At the time of the call at 18:40, if MH370 was flying offset from N571, it would have been just past waypoint IGOGU in the Andaman Sea and flying towards the Nicobar Islands on a track of 294°T. The call at 18:40 produced 49 BFO values that were recorded over a period of about one minute. The values ranged between 86 Hz and 90 Hz, and averaged 88 Hz. Using this average value of 88 Hz, we can determine the values of groundspeed and vertical speed that would produce a BFO value of 88 Hz for a plane flying along a track of 294°T. Knowing the groundspeed (GS) and vertical speed (VS), the BFO is calculated from the equation

BFO(Hz) = 128.8 + 0.0372 GS(kn) + 0.0228 VS(fpm)

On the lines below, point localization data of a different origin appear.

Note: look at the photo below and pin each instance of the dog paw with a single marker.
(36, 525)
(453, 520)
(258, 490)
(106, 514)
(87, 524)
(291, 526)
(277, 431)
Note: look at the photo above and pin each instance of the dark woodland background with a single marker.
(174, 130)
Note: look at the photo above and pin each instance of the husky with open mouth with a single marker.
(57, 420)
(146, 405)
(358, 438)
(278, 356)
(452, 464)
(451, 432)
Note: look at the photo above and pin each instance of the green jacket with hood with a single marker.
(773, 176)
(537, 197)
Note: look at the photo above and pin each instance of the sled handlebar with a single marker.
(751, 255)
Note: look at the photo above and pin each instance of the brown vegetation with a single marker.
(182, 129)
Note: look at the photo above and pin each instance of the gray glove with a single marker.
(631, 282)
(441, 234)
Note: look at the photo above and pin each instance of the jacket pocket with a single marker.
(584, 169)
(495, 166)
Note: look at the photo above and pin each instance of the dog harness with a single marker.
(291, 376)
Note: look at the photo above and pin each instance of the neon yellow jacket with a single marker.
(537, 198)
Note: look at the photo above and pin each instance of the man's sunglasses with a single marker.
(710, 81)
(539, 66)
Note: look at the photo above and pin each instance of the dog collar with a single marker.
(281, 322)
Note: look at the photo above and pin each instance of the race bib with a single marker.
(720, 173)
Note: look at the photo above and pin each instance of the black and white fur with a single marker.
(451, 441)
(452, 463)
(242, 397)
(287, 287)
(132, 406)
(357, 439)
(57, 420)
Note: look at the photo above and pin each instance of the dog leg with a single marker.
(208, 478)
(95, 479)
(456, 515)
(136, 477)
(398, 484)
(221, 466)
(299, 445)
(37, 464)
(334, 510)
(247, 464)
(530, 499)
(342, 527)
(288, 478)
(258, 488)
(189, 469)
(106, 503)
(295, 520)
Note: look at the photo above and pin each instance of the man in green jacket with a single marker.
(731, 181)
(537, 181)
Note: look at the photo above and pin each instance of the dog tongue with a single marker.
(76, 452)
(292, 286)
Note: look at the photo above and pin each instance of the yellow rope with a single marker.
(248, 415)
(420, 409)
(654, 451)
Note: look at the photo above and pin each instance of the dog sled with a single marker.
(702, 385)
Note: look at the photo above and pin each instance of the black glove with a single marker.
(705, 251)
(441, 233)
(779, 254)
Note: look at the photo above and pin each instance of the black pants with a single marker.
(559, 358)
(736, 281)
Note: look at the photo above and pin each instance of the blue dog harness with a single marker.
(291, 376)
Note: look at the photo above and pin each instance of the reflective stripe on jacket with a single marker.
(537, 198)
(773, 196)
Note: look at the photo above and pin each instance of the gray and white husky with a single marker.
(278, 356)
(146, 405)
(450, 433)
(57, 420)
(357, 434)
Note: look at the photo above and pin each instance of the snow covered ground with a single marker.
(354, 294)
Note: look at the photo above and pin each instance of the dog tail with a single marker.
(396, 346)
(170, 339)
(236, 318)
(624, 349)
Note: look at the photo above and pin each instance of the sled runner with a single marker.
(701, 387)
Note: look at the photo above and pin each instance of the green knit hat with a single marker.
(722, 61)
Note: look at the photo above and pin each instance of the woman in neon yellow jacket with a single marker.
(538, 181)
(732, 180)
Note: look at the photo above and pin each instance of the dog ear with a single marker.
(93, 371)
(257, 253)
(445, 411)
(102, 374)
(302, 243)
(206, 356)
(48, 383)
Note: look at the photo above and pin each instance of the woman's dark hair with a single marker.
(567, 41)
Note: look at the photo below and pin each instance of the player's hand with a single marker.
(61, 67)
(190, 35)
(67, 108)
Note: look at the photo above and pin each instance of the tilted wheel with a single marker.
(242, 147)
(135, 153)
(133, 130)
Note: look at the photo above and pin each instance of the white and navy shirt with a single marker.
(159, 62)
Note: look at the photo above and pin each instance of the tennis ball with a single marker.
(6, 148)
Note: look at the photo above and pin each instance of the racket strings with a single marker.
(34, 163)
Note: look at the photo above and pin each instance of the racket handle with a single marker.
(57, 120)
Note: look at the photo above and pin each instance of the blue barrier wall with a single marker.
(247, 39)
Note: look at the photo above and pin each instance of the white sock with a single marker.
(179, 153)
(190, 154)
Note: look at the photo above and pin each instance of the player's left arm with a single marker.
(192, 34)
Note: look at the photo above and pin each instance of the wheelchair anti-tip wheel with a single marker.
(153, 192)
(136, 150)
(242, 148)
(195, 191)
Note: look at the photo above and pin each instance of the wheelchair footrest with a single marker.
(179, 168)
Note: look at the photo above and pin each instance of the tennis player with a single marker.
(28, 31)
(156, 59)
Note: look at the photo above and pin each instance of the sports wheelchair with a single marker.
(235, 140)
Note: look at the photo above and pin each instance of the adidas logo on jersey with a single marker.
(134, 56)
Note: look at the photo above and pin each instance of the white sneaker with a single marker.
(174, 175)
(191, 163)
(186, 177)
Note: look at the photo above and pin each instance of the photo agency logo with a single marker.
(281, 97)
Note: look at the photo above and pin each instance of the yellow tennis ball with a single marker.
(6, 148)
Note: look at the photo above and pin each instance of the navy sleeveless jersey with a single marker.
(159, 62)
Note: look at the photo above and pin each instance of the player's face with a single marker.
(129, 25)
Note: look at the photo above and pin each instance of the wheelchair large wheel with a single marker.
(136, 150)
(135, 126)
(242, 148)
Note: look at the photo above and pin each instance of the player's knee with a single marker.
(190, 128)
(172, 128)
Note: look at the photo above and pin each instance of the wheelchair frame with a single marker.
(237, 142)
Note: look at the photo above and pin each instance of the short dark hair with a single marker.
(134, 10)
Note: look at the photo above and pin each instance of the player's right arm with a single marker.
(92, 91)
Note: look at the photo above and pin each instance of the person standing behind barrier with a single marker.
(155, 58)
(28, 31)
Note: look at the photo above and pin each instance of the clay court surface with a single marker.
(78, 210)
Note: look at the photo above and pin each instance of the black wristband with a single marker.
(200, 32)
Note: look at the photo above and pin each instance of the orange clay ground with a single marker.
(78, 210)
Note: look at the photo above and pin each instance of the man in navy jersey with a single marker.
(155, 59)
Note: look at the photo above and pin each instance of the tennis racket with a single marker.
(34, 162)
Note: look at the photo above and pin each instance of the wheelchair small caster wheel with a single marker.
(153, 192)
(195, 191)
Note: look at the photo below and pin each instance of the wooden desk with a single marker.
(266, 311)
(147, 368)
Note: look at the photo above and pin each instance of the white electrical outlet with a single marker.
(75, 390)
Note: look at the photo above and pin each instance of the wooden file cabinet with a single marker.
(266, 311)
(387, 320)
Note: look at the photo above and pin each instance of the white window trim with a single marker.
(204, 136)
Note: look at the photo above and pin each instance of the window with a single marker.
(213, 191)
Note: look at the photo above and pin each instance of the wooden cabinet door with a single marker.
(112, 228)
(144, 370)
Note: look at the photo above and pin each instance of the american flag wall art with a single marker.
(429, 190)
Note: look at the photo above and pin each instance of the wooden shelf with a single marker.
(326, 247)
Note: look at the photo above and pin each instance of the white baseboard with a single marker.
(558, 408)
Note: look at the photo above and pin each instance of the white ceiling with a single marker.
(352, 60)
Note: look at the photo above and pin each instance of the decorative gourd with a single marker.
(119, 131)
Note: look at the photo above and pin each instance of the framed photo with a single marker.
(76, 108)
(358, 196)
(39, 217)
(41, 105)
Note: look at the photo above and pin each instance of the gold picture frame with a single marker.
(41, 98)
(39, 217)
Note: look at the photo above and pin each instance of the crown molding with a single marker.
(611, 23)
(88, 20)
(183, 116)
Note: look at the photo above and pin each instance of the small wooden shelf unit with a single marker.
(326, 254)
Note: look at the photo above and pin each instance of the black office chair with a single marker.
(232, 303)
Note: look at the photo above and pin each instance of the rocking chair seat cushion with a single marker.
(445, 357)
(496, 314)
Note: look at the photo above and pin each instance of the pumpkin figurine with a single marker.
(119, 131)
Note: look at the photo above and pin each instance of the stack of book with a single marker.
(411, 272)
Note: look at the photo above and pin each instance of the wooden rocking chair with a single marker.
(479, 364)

A table of selected values of groundspeed and vertical speed that result in a BFO value of 88 Hz is shown below. Also shown in the table is the calculated flight path angle (FPA), which is the negative of the descent angle, and gives some indication as to whether drag or thrust is required to maintain a particular descent rate. In general, a descent angle greater than around 3.0° will require additional drag (by deploying the spoilers, for instance), and a descent angle less than around 3.0° will require thrust from the engines. A plane gliding with a descent angle of 3.0° has a lift-to-drag ratio (L/D) of around 19. We see in the table that for groundspeed between 450 and 500 kn, the descent angle is between 2.9° and 3.2°, and the vertical speed is between -2500 and -2600 fpm. This translates to typical descent angles.

Descent Conditions to Match the BFO Values at 18:40

Automated Descent of MH370

Because the BFO varies with groundspeed and vertical speed, any variation in either of these two parameters would be represented as a variation in the BFO values that were recorded. Using the BFO equation, we find that either a ±54-knot variation in ground speed or a ±88-fpm variation would produce a ±2-Hz variation in BFO.  For an automated descent, once established, it would be rare to see a 54-knot change in groundspeed over the course of a minute. However, a 88-fpm change in vertical speed is very possible, especially for descent modes in which the elevator is used to control either Mach number (M) or indicated airspeed (IAS). For this reason, we consider that MH370 was descending in an automated mode that minimizes the variation in vertical speed. In particular, we consider a “V/S” descent in which the elevator is used to maintain the selected vertical speed and the autothrottle is used to maintain the selected airspeed, i.e., the selected value of M or IAS.

The figure below shows the calculated values of BFO for a descent in which VS=-2600 fpm is held constant and the airspeed was selected as M=0.8. The calculations assume a headwind of 3 kn, a temperature of ISA+10.8K, and a ratio of 1.06 between the geometric and pressure altitudes, which is all based on the appropriate GDAS meteorological data. The assumed descent is between FL340 to FL200, and lasts for about 5.3 min. The BFO values are calculated assuming a bias of 151 Hz, i.e., the oscillator in the SATCOM has drifted up by 1 Hz in frequency from the time it was at KLIA. This small drift allows the calculated BFO to match the measured values of BFO with a value of VS that is a multiple of 100 fpm, which is the resolution of VS that is selectable by the thumbwheel on the Mode Control Panel (MCP) of a B777. In fact, we don’t precisely know the true value of the BFO bias, but a 1-Hz drift is possible.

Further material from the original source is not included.